Use whitespace characters in file names to fool others

touch '/tmp/lostinspaces '

touch '/tmp/lostinspaces  '

ls /tmp
...
lostinspaces 
lostinspaces  
...

Explore fantastic opportunities with various non-ASCII (preferably UTF-8/Unicode) whitespace characters! ;)

Use non-ASCII characters in usernames and passwords to lock yourself out

In addition to your keyboard input depending on your locale environment the final outcome whether or not your input will be recognized as your valid username and password also depends on the locale environments of whatever subsequent tools and services that deal with your input.

Be excited about the thrill whether or not login works or fails here and there! ;s

See also https://openprinting.github.io/cups/faq.html which reads (excerpt):

Unicode passwords are poorly supported by web browsers, the Hypertext Transfer Protocol (HTTP), and by UNIX in general. Many browsers simply truncate password characters at 8 bits (!) and there is no way to know which character set is being used by the Pluggable Authentication Module (PAM) provided by the operating system. Thus, there is no way to reliably support Unicode passwords today.

The same would also apply for Unicode usernames but various documents explain what characters can or should be used for usernames. For example POSIX requires characters in usernames to be only from the so called "portable filename character set" but "man useradd" is even more strict:

Usernames must start with a lower case letter or an underscore, followed by lower case letters, digits, underscores, or dashes. They can end with a dollar sign. In regular expression terms: [a-z_][a-z0-9_-]*[$]?

Accordingly non-ASCII characters in usernames are invalid.

Use non-ASCII characters in technical values (like URLs) to help attackers

While homographs in ASCII are relatively easily visible, homographs in Unicode are beyond recognition to the naked eye. By using UTF-8/Unicode in technical values (like URLs) your users must use such values and then attackers can play with homographs (cf. https://en.wikipedia.org/wiki/IDN_homograph_attack).
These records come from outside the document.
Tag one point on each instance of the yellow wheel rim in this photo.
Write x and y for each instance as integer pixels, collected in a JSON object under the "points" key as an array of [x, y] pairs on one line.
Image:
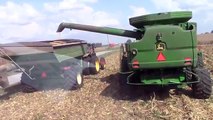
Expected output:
{"points": [[97, 65]]}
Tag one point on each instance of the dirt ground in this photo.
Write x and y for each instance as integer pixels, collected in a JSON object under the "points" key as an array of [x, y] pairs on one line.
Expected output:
{"points": [[101, 98]]}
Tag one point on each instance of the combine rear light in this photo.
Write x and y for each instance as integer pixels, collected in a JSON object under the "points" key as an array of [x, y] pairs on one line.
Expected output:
{"points": [[134, 51], [66, 68], [43, 75], [161, 57], [135, 64], [188, 61]]}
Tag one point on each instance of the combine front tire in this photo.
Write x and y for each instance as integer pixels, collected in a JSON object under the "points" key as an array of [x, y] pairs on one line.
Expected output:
{"points": [[202, 89], [73, 80]]}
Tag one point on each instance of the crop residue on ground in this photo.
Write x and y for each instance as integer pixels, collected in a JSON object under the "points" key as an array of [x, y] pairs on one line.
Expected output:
{"points": [[101, 98]]}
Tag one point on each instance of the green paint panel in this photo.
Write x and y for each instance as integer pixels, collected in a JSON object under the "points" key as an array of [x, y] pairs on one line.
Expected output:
{"points": [[178, 47]]}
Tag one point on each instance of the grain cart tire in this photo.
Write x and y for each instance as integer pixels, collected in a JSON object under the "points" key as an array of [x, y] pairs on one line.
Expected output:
{"points": [[86, 64], [25, 87], [202, 89], [73, 79], [94, 65], [102, 63]]}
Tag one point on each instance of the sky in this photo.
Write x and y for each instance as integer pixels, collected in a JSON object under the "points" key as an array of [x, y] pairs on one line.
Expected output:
{"points": [[36, 20]]}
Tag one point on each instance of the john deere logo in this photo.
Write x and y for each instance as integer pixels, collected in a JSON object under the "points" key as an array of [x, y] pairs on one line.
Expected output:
{"points": [[160, 46]]}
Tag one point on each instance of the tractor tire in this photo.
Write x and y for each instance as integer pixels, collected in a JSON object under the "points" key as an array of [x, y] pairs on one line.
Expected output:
{"points": [[86, 64], [202, 89], [94, 65], [73, 79], [26, 87]]}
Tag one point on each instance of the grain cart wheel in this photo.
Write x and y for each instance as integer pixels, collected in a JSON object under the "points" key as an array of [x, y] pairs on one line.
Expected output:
{"points": [[73, 79], [94, 65], [26, 87], [86, 64]]}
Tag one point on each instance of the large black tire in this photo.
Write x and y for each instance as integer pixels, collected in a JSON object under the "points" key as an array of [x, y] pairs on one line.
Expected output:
{"points": [[73, 79], [86, 65], [94, 65], [25, 83], [202, 89]]}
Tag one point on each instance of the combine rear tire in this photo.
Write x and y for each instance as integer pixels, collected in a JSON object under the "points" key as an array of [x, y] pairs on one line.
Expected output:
{"points": [[202, 89], [73, 80], [94, 65]]}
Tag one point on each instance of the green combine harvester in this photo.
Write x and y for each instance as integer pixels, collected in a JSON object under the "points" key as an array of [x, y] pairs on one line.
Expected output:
{"points": [[164, 53]]}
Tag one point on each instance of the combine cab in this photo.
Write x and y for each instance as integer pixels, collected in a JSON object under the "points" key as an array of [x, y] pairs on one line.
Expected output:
{"points": [[164, 53], [52, 64]]}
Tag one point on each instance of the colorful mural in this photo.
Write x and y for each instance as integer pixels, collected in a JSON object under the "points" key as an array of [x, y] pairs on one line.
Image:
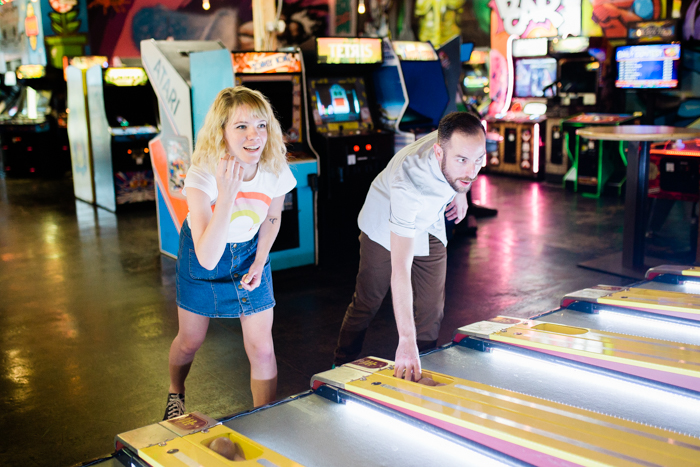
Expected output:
{"points": [[21, 34], [691, 22], [119, 25], [610, 18], [65, 26]]}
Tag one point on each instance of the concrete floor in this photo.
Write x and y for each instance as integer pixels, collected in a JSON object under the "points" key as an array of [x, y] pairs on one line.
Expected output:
{"points": [[87, 309]]}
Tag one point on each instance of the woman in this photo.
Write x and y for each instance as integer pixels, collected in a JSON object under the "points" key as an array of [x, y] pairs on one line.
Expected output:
{"points": [[235, 192]]}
Feel happy that such attacks are not your problem but your user's problem! :s

Bottom Line

In particular because the number of bytes for one character can be different for ASCII and ISO-8859 encodings (one byte for one character) compared to UTF-8 (one or more bytes for one character), and because an UTF-8 locale environment is set by default nowadays, you can get any kind of weird looking result when you process a non-UTF-8 text file with whatever program if you do not set up your locale environment to match the encoding of your "plain text file" before you run the program.

But setting the matching locale environment alone could be insufficient to get the expected correct results. For example in case of output on the screen the font must also match the locale environment.